De tout son long qu’elle avait plongé sur la terre battue… Elle se cognait dedans de tout son corps… Elle se serrait toute contre Courtial… Elle grelottait en le suppliant… Elle lui parlait encore quand même…
« Courtial ! je t’en prie ! Courtial… dis-moi ! Dis-moi ça bien à moi mon chou !… Pourquoi t’as fait ça ?… Pourquoi t’étais si méchant ?… Hein ? Dis-moi ? mon gros ! mon trésor !… » Elle se retournait vers les cognes…

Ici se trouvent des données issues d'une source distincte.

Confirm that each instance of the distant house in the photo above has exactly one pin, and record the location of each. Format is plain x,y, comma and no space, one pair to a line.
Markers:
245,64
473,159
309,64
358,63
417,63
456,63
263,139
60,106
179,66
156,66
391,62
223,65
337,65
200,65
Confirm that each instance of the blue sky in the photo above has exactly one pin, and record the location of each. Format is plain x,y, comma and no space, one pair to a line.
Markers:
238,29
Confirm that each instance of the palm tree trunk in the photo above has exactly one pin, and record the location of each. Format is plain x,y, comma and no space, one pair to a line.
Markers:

« C’est lui ! C’est lui ! C’est un placenta ! C’est un placenta !… » Elle se remettait dans une transe… elle se bouffait les mèches… on s’entendait plus dans la piaule tellement qu’elle mugissait fort… Tous les curieux à la fenêtre ils se montaient les uns sur les autres… Elle mordait à même ses menottes, elle convulsait, hantée, par terre. Ils l’ont relevée de force les gendarmes, ils l’ont transbordée dans la grange… Elle poussait des cris d’empalée… Elle se cramponnait après la porte… Elle tombait… elle rechargeait dedans… « Je veux le voir !… Je veux le voir !… qu’elle hurlait… Montrez-le-moi !… Ils veulent le prendre ! les assassins ! Au secours ! Au secours ! Mon petit ! Mon petit !… Pas toi Ferdinand ! Pas toi !… C’est pas toi mon chou !… Je veux le voir !… Pitié !… Je veux le voir !… » Tout comme ça pendant une heure. Il a fallu qu’ils y retournent, qu’ils y enlèvent ses menottes… Alors elle s’est un peu calmée… Ils m’ont pas enlevé les miennes… J’ai promis pourtant d’être tranquille.